GDP Growth: According to the SBP, the MPC observed that real GDP growth remained moderate at 2.4 percent in FY24, based on provisional data. This growth was primarily driven by a recovery in the agriculture sector, with modest improvements in the industry and services sectors. The government expects economic growth to remain moderate in FY25, considering the ongoing stabilization policies and expected moderation in agricultural output.

External Sector: The SBP said the current account posted a surplus for the third consecutive month in April, driven by robust growth in remittances and exports, which more than offset the increase in imports. During July-April FY24, the current account deficit narrowed significantly to $202 million. Exports grew by 10.6 percent, mainly due to increased exports of rice and high-value-added (HVA) textiles, while imports decreased by 5.3 percent due to lower international commodity prices and better domestic agricultural output. Workers’ remittances also reached an all-time high of $3.2 billion in May 2024. Improved foreign direct investment (FDI) and the disbursement of an SBA tranche in April have supported large debt repayments and bolstered the SBP’s foreign exchange reserves, which stand at around $9 billion.

Fiscal Sector: The SBP said fiscal indicators showed improvement during July-March FY24, with the primary surplus increasing to 1.5 percent of GDP. The overall deficit remained at last year’s level, reflecting higher tax and petroleum development levy (PDL) rates, increased SBP profits, and lower energy sector subsidies. The MPC emphasized the importance of broadening the tax base and reforming loss-making public sector enterprises to achieve fiscal sustainability and keep inflation on a downward trajectory.

Monetary and Credit Trends: Broad money (M2) growth decelerated to 15.2 percent year-on-year by May 24, 2024, from 17.1 percent at the end of March 2024. This deceleration was primarily due to slower growth in net domestic assets of the banking system, while net foreign assets contributed positively to M2 growth. Deposits remained the mainstay of M2 growth, while the growth of currency in circulation slowed. As a result, reserve money growth declined sharply from 10.0 percent to 4.3 percent during this period. These developments are consistent with the tight monetary policy stance and have favorable implications for the inflation outlook.

Inflation Outlook

The SBP said headline inflation decelerated to 11.8 percent in May 2024 from 17.3 percent in April.
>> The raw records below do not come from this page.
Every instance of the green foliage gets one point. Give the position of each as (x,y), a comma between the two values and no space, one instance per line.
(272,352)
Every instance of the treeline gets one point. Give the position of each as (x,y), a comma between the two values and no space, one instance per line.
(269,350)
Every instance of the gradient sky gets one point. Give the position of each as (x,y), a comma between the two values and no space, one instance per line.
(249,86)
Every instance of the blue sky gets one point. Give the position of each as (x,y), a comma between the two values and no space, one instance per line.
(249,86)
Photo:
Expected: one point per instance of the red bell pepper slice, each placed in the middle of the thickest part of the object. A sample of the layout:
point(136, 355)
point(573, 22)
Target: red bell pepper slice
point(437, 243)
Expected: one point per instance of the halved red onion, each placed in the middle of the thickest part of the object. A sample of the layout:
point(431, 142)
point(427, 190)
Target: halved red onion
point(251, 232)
This sharp reduction was driven by a significant decline in prices of wheat, wheat flour, and other major food items, along with a downward adjustment in administered energy prices. Core inflation also decreased to 14.2 percent from 15.6 percent. The MPC noted potential risks to the near-term inflation outlook from FY25 budgetary measures and future adjustments in electricity and gas tariffs. Inflation is expected to rise significantly in July 2024 before gradually trending down during FY25.

The MPC emphasized that the current monetary policy stance remains appropriate to ensure that inflation stays on a downward trajectory. The committee highlighted the importance of timely mobilization of financial inflows to meet external financing requirements and further strengthen foreign exchange buffers to respond effectively to any external shocks and support sustainable economic growth.
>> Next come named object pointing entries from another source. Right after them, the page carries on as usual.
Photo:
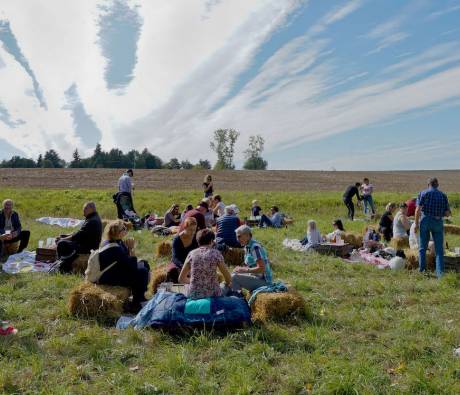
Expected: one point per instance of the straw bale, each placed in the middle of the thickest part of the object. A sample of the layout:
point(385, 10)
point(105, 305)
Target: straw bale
point(233, 256)
point(412, 261)
point(164, 249)
point(452, 229)
point(101, 301)
point(399, 243)
point(277, 305)
point(354, 239)
point(80, 264)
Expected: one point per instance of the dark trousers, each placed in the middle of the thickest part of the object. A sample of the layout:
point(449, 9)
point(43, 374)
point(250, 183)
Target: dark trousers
point(23, 239)
point(351, 208)
point(264, 220)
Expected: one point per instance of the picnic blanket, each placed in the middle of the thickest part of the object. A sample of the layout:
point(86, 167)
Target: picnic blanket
point(24, 262)
point(167, 310)
point(63, 222)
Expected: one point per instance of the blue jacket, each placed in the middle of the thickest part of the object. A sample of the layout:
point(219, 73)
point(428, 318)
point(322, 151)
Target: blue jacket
point(14, 221)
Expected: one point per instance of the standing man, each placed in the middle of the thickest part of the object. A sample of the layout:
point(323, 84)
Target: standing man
point(351, 191)
point(432, 207)
point(125, 188)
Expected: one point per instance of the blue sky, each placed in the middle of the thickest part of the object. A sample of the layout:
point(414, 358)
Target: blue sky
point(346, 85)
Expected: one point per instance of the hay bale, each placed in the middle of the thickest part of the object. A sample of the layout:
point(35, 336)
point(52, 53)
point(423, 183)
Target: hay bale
point(164, 249)
point(412, 261)
point(277, 305)
point(399, 243)
point(452, 229)
point(354, 239)
point(80, 264)
point(233, 256)
point(157, 276)
point(101, 301)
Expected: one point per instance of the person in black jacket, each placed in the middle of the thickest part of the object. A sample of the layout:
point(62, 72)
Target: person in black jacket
point(10, 228)
point(83, 241)
point(127, 270)
point(350, 192)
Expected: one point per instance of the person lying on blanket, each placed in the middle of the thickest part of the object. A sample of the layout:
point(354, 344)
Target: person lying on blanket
point(257, 271)
point(202, 265)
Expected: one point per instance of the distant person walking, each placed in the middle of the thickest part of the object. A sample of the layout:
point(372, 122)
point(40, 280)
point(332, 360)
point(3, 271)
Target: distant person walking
point(350, 192)
point(366, 189)
point(432, 207)
point(208, 187)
Future Monetary Policy Directions

The MPC underscored that future monetary policy decisions will be data-driven and responsive to evolving developments related to the inflation outlook. Despite the recent rate cut, the real interest rate remains significantly positive, which is crucial for guiding inflation towards the medium-term target of 5-7 percent.

Conclusion

The SBP’s decision to cut the policy rate by 150 basis points to 20.5 percent reflects a cautious yet optimistic approach towards managing the country’s economic challenges. By addressing inflationary pressures and supporting economic growth, the central bank aims to create a stable and conducive environment for sustainable development. The MPC’s commitment to a data-driven approach ensures that future policy adjustments will be made with careful consideration of evolving economic conditions, ensuring that Pakistan remains on the path to fiscal and economic stability.